Показалось, что душманы видели каждое его движение. Прошло не меньше минуты. Интервал между выстрелами увеличился. Плотность огня стала поменьше. К Маслевичу начала возвращаться способность соображать. С ужасом он понял, что сейчас душманы разделились. Часть из них, скорее всего, поднимается сейчас из-за камней, чтобы перебраться выше, а остальные ведут стрельбу, чтобы прикрыть маневр.

Нужно было встать и открыть огонь, чтобы перехватить инициативу. Иначе через пару таких пауз душманы доберутся на рубеж броска гранаты. А тогда – совсем мрак: можно прощаться с жизнью.

Очередная пуля разнесла камень, на который опирался ствол пулемета. Переборов страх, он нашел в себе силы подняться. У него просто не оставалось выбора. И все же ему повезло. Дым не позволял моджахедам вести огонь прицельно. Длинной очередью, патронов в пятьдесят, он заставил противника вжаться в камни.

"Патроны нужно экономить, – промелькнуло в голове, – Они же так не стреляют". Маслевич попытался сдержаться. Даже убрал палец со спускового крючка. Теперь у него появилась возможность обзора сектора обстрела. Внизу, сквозь густой туман чёрного дыма местами пробивался оранжевый. Маслевич присвистнул: "Так вот почему летуны их не тронули".

Откуда душманы взяли сигнальный дым, уже не имело значения. Главное, он помог им провести летчиков. Тут же, из-за дымовой завесы, метрах в пятидесяти, вылетела еще одна шашка. Еще ближе… Клубы чёрного дыма еще плотнее затянули сектор обстрела. Практически одновременно открыли огонь с соседней сопки. Маслевич снова упал под камни.

Взрыв НУРСа разворотил бруствер до основания. Теперь для стрелков справа позиция бойцов просматривалась совершенно беспрепятственно. Из чего там стреляли, Маслевич даже не пытался понять. Плотность огня была настолько высока, что ему показалось, что опять из крупнокалиберного пулемета. Снова охватила паника. В довершение ко всему, он услышал внизу еще один, новый хлопок дымовой шашки. Означать он мог только одно: неумолимо, шаг за шагом, метр за метром душманы подбираются к его позиции. Сколько им еще осталось?

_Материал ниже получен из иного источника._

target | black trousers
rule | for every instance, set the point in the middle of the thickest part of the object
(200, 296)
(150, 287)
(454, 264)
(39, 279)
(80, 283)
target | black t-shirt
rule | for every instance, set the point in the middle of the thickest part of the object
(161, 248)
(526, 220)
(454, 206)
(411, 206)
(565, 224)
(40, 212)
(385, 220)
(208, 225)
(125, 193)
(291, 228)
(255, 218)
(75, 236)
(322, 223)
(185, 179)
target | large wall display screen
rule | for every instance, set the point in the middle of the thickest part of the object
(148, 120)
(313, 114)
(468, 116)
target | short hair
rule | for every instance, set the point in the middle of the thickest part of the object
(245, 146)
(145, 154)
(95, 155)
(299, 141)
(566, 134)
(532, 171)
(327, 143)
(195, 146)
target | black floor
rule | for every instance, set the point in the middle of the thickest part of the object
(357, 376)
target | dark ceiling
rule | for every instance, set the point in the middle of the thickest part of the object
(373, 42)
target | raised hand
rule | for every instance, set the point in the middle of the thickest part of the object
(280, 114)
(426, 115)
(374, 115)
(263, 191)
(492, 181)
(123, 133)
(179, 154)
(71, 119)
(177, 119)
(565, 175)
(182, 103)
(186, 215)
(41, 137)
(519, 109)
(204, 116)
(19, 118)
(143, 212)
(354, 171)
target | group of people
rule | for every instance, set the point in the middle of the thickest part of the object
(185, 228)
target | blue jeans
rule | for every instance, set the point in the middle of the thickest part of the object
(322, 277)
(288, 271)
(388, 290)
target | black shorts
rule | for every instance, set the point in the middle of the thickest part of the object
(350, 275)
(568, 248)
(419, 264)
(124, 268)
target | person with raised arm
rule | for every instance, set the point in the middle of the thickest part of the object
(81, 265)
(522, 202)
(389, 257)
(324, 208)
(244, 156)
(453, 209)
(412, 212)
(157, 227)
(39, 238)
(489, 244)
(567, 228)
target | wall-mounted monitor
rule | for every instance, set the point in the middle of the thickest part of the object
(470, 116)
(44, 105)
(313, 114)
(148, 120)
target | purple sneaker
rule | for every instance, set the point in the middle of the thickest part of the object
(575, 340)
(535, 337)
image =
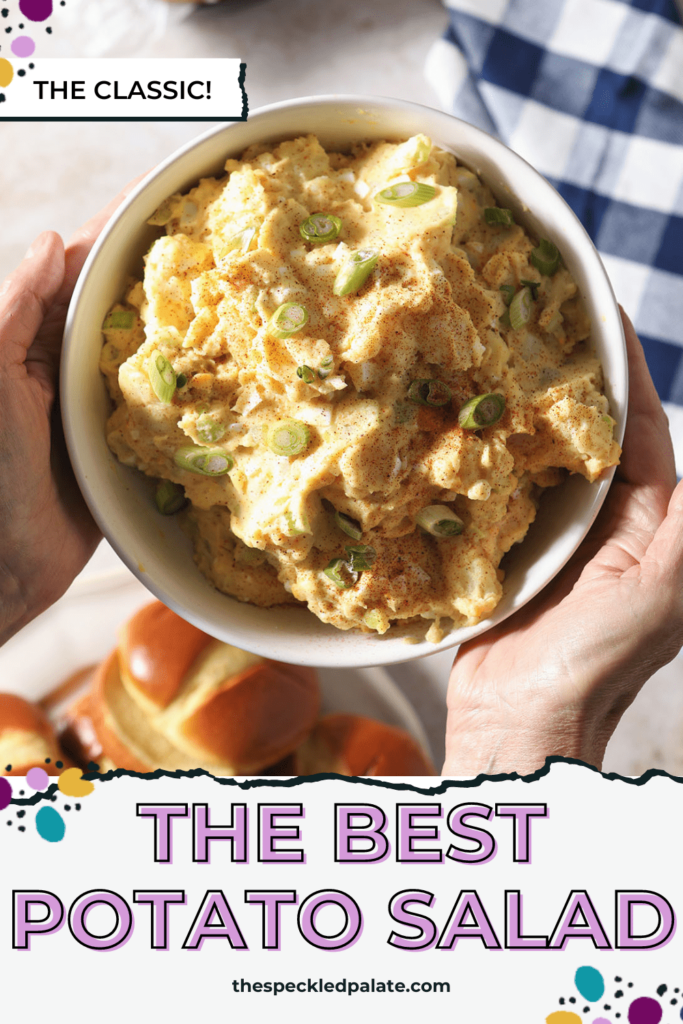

Очередная пуля справа тяжеленным ударом в каску швырнула его на песок. В голове снова загудело. Охваченный ужасом Маслевич не стал подниматься, тихо завыл:

– Пожалуйста, не стреляйте! Ну, пожалуйста, не надо больше!

Дикое, неуправляемое желание бежать заставило забыть о боли и охватило все его естество. Бежать в надежде успеть скрыться из зоны видимости раньше, чем душманы займут высоту. Страх овладел его сознанием, начисто истребил способность соображать и парализовал все его члены. Затряслись все суставы. Он уже сгруппировался для рывка. И он побежал бы, если бы не услышал за спиной:

– Гранаты есть?

Маслевич только сейчас вспомнил о сержанте. Он совсем растерялся и вместо ответа заплакал навзрыд.

Превозмогая боль, Богдан подполз к пулемету. Он уже понял, что происходит.

– Гранату!..

Маслевич не пошевелился.

– Гранату, сволочь!

Богдан слабеющей рукой стащил пулемет с бруствера за ремень и направил его туда, где еще пять минут назад торчал ДШК.

Маслевич поднял голову. Гранаты лежали рядом с Белоградом. Задыхаясь в рыданиях, он поднял одну из них и протянул Белограду. Тот не заметил. Тогда Маслевич, широко размахнувшись, забросил ее в расползающийся по склону дым. Одновременно Богдан открыл огонь в другую сторону. Внизу ненадолго притихли. Справа, после серии коротких очередей, тоже предпочли убрать головы.

Белоград, не оборачиваясь, бросил через плечо:

– Ленту набей!

Маслевич понял. Вытянувшись в полный рост, он дотянулcя до спутавшейся пустой ленты, вывалившейся из мешка, и потащил ее на себя. Заливаясь слезами и подвывая, он начал разрывать зубами бумажные пачки и, срывая ногти на пальцах, запихивать патроны в сцепившиеся в бесформенную кучу железа крабы.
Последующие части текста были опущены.